A complete genome sequence is the ultimate genomic resource. If such a sequence is available it is possible to conduct many large-scale, in-depth ecological genomics and evolutionary genomics studies. For example, Ellegren et al. used NGS sequenced genomes of two flycatcher species and identified approximately 50 high divergence genomic regions which might be related to the speciation process (Ellegren et al. 2012). However, even when applying NGS technologies, a de novo sequencing project on a large eukaryotic genome still represents a considerable investment for a small research group. The need of multiple sequencing libraries, high performance computational facilities and bioinformatic tools to handle the sheer volume of data generated, may limit the number of non-specialized labs currently able to embark on such a project.

Complete Genome Sequence

Therefore, most whole genome sequencing projects, relying mainly or solely on NGS data, are still big, collaborative efforts with a large amount of people from several research groups featuring in the author lists. Published whole NGS genomes exemplifying this include giant panda (Li et al. 2010a), cod (Star et al. 2011), naked mole rat (Kim et al. 2011), macaque (Yan et al. 2011), Tasmanian devil (Miller et al. 2011), budgerigar (Koren et al. 2012), Puerto Rican parrot (Oleksyk et al. 2012), Heliconius butterfly (Dasmahapatra et al. 2012), Aye-aye (Perry et al. 2012), as well as the 29 mammalian genomes recently sequenced at the Broad Institute (Lindblad-Toh et al. 2011).
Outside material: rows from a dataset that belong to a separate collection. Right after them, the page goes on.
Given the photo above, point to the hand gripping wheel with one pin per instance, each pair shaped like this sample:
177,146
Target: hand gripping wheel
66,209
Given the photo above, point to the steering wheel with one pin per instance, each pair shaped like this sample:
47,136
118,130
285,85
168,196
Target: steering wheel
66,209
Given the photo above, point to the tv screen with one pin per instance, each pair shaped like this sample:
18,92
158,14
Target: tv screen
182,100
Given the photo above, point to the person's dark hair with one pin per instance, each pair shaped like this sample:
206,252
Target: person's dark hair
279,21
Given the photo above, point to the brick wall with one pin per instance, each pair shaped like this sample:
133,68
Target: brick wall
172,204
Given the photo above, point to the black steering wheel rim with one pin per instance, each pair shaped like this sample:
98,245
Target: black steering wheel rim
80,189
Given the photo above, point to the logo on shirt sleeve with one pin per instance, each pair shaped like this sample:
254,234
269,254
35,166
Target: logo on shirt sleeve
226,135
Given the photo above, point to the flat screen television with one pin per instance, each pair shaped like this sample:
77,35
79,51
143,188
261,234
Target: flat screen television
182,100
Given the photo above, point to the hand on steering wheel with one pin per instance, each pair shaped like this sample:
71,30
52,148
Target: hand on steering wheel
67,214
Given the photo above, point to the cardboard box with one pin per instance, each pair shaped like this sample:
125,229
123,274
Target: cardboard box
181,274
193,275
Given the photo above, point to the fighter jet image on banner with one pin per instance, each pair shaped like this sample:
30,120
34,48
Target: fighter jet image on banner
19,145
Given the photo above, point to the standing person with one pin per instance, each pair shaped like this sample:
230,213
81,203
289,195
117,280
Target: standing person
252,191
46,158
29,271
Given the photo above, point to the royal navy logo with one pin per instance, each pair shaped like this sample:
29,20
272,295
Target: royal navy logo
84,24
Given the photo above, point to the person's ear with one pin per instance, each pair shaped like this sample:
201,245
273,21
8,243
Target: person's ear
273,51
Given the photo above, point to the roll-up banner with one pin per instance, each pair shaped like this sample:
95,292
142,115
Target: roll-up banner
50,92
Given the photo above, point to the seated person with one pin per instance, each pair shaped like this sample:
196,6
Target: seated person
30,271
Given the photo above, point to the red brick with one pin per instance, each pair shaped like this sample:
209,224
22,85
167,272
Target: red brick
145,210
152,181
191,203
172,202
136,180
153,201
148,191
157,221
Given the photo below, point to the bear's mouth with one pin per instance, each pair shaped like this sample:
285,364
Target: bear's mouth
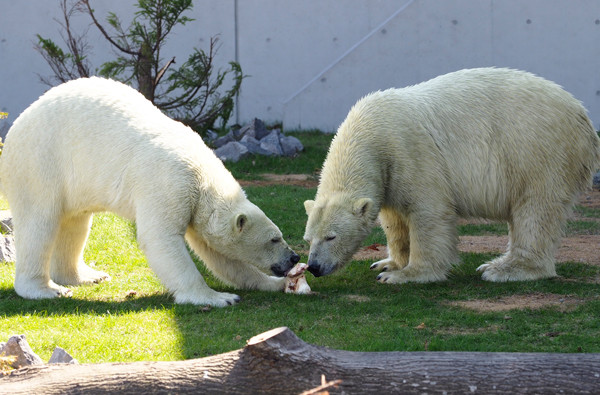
279,271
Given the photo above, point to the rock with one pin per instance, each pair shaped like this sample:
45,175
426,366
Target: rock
223,140
8,252
6,221
232,151
290,145
61,356
210,137
17,346
271,143
253,146
260,130
247,130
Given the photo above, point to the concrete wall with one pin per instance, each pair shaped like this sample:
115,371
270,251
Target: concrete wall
310,60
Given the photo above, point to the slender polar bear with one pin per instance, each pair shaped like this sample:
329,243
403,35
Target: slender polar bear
492,143
94,145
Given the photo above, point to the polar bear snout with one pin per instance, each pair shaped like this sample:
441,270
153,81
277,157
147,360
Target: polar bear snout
317,269
282,269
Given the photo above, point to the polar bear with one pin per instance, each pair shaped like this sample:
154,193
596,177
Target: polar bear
493,143
93,145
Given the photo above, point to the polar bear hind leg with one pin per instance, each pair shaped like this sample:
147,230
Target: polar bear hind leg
67,266
35,235
396,232
534,235
433,249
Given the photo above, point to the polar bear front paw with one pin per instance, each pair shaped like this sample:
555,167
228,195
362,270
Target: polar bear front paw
382,265
52,290
214,298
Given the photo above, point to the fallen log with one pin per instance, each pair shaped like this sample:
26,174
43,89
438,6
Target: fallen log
278,362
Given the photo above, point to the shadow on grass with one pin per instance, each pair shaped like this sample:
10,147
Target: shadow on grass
350,310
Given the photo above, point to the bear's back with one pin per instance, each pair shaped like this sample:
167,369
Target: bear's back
102,143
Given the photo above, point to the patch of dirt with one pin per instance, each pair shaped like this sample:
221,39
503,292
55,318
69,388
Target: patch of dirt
590,199
512,302
358,298
301,180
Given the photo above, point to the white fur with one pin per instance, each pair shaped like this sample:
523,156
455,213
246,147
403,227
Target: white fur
493,143
93,145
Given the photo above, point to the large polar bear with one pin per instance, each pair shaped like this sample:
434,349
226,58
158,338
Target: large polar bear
92,145
492,143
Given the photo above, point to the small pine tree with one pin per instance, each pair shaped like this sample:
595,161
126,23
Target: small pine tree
192,93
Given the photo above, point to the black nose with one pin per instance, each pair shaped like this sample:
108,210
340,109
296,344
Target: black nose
315,269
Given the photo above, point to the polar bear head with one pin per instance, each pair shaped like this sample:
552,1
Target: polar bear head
241,231
335,229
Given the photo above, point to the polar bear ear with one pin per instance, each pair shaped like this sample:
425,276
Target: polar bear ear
362,206
240,222
308,205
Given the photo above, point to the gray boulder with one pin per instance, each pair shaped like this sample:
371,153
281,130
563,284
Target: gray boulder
223,140
6,221
8,252
290,145
271,143
260,129
210,137
232,151
253,146
61,356
18,347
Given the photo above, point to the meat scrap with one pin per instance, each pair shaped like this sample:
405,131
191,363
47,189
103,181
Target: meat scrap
295,281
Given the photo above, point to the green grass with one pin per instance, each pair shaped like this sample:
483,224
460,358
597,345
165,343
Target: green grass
132,318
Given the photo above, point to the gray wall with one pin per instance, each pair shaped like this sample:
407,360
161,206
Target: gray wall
310,60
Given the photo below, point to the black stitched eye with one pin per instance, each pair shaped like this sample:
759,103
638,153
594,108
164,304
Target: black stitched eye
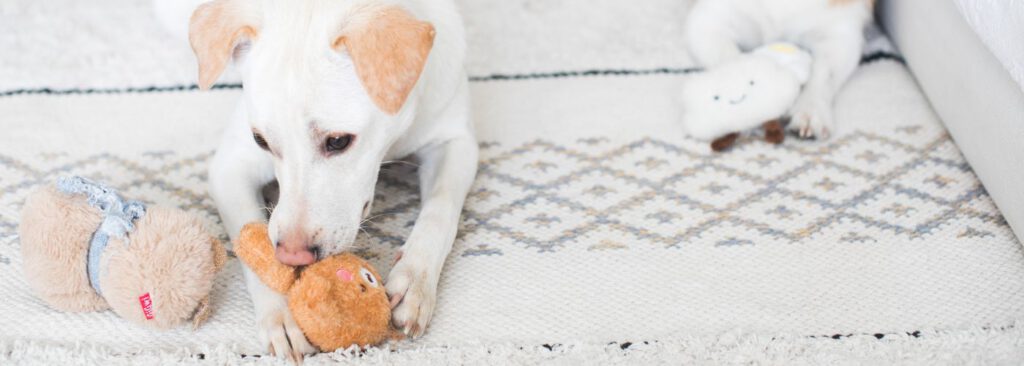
260,141
338,144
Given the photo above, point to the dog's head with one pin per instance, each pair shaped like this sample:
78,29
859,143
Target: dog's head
327,92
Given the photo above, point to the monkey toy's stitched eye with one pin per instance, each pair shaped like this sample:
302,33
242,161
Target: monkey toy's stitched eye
369,277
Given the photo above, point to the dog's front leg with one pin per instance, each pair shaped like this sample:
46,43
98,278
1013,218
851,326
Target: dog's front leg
837,54
238,172
446,172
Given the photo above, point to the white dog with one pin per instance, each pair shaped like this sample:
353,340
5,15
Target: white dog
333,89
832,30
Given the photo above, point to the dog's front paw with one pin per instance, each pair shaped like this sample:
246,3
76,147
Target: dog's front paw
282,335
413,290
811,118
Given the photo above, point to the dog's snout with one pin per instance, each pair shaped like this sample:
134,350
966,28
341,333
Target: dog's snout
296,249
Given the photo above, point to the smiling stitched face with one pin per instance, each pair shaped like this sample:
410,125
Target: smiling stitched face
738,95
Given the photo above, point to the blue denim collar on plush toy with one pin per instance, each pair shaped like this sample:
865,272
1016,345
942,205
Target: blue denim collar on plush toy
119,216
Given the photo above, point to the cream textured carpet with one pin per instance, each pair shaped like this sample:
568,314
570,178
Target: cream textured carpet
595,232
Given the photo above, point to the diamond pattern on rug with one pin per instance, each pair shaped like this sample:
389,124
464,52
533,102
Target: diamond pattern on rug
545,196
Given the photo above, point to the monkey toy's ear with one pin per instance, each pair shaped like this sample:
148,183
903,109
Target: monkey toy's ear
255,249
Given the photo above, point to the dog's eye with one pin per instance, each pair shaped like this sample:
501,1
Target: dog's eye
260,141
369,277
338,144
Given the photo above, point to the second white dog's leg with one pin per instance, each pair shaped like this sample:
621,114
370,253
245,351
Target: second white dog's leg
238,172
836,57
446,172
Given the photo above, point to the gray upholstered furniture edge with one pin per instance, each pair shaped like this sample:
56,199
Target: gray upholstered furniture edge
975,96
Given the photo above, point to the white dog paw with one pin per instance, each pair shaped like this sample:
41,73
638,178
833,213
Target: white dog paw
413,290
283,337
811,119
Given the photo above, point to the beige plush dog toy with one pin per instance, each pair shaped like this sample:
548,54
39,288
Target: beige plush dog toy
86,248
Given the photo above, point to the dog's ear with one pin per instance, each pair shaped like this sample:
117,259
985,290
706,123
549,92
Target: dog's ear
389,48
214,30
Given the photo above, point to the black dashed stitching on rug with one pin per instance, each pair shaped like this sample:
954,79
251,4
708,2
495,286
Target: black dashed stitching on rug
867,58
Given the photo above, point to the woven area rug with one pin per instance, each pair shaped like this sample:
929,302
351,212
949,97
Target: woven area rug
595,231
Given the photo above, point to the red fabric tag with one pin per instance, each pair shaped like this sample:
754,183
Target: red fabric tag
146,303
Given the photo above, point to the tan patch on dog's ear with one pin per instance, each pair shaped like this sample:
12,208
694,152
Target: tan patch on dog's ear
389,48
213,31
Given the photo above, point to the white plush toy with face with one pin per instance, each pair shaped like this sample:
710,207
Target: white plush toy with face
744,93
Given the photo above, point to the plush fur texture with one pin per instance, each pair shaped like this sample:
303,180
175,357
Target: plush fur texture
719,31
743,92
55,233
169,255
337,302
172,257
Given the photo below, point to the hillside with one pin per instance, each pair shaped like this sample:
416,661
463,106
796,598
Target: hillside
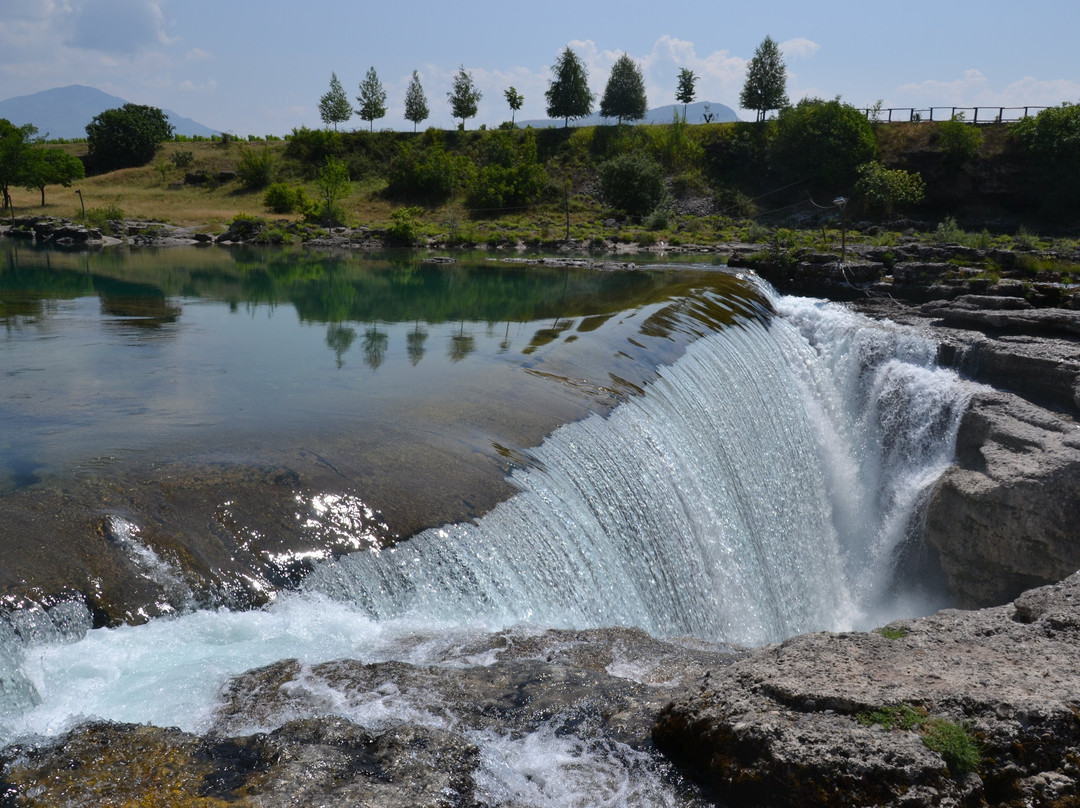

A small ecologically focused research group with limited resources may benefit from a wiser strategy to make use of the NGS technologies when sequencing whole genomes. As a large number of genome sequences, from both model and non-model organisms, are now publically available, it is prudent to utilize this information as much as possible when performing genomic investigations in related organisms. A good strategy is to utilise the genome sequence from a related model organism as reference in the assembly of short read data of the focal species, which is known as reference guided (or reference assisted) assembly (Gnerre et al. 2009; Schneeberger et al. 2011).


In theory there are two different ways of utilizing the reference sequence to guide the assembly process. Under an “align-then-assemble” strategy the reads are first mapped to the reference and clusters of reads mapping to the same location are then extracted and assembled de-novo. Alternatively, in the “assemble-then-align” strategy the reads are first de-novo assembled and the resulting contigs are then aligned to the reference genome (Bioinformatic analysis) to close gaps and create scaffolds (Martin and Wang 2011).